Microarrays have been used for the past thirty years to measure the simultaneous expression of thousands of genes in a genome sample.
The amount of mRNA expressed by individual genes in a given condition are measured by various types of microarrays like gene expression arrays, exon arrays, tiling arrays, SNP arrays, ChIPseq arrays and many more.
The first draft of the human genome sequence created by the Human Genome Project in the year 2000 made it possible to create
microarrays that could study the expressions of thousands of identified human genes from a sample with a single hybridisation.
The microarray experiments resulted in enormous amount of data consisting of expression levels of tens and thousands of genomic regions from multiple number of samples under various conditions. Complicated programming methods, statistical algorithms and visualization methods were immediately brought in to extract meaningful information from this large data.
The advent of microarray technology opened up a new field called "Bioinformatics" which very soon branched into various fields of "omics" studies namely "Genomics", "Transcriptomics", "Proteomics" and "Metabolomics" aided by different technologies that followed the microarrays. In the last two decades, results from tens of thousands of microarray studies have pushed the frontiers of our understanding on gene expression, protein interactions, protein interaction networks, molecular mechanisms of diseases and drug effects.
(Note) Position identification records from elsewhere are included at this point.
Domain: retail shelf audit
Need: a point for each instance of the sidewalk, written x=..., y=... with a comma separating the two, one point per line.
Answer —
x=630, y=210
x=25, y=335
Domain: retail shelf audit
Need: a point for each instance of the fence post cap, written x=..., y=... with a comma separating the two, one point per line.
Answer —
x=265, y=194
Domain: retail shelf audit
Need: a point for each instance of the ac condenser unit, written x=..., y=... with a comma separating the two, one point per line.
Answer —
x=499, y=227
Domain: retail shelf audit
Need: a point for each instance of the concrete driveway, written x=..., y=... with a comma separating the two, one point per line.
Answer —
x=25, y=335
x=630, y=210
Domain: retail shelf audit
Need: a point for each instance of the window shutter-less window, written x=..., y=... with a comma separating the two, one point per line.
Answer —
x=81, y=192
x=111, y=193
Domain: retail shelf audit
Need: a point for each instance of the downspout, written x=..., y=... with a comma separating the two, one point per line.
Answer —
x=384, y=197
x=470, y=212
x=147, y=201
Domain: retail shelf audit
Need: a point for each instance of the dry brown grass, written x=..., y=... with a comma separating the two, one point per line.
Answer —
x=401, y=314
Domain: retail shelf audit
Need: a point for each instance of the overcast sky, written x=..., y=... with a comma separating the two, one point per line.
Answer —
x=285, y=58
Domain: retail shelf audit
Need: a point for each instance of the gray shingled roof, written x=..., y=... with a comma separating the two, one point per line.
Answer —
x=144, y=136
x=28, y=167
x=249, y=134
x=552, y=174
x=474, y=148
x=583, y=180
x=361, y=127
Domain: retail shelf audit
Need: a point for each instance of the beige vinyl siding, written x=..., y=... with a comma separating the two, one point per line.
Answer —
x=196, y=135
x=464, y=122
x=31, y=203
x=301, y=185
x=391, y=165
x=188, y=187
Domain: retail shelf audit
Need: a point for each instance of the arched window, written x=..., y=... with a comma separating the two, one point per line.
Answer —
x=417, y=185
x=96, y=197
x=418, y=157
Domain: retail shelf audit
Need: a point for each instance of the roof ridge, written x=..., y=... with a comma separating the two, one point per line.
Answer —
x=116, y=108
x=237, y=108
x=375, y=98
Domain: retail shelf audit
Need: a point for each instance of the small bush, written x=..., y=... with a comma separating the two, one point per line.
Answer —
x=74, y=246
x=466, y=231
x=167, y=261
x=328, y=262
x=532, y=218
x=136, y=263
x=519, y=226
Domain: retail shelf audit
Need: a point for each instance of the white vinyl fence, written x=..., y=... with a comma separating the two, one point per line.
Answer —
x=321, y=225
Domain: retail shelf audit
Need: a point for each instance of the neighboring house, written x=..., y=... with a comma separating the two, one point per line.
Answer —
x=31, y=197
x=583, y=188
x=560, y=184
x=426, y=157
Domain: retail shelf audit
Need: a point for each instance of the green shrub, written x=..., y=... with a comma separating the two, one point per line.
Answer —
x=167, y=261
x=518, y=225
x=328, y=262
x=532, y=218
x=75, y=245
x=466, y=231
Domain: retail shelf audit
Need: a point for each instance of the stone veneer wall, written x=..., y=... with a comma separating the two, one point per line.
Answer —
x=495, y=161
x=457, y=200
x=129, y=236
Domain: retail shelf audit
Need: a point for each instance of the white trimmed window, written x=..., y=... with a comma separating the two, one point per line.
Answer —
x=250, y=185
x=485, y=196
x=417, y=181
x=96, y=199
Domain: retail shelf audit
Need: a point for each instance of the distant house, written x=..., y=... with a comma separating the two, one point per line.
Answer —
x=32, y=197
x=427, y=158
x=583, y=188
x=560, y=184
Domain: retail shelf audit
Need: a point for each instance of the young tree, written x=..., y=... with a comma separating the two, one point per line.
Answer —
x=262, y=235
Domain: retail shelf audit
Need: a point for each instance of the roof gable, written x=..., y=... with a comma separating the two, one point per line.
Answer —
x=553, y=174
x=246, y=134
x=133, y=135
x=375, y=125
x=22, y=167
For the last fifteen years, the Next generation Sequencing (NGS) technology is providing a very accurate way of
performing the DNA sequencing of a genome, expression analysis through RNAseq technology, SNP detection and many more tasks. This technology is a powerful replacement to microarrays for gene expression analysis. In the last 10 years, more and more RNAseq experiments are used for gene expression analysis. The recently developed single cell RNA sequencing technology is the latest addition to this advancement.
Gene Expression Omnibus (GEO) is an open source data repository maintained by National Institute of Health (NIH), United States. It contains tens of thousands of raw and processed data sets obtained using hybridization arrays, chips and microarrays from tens and thousand of expreiments throughout the world. Even after the dominance of NGS technology over the microarrays, many data sets from new experiments are added every day.
These data sets span over hundreds of disease studies, and is a treasure trove for researchers who can re-analyze these data sets from their own research perspectives of a given disease and get new insights. Microarrays are still used by various research groups, hospitals and pharma industry for important studies.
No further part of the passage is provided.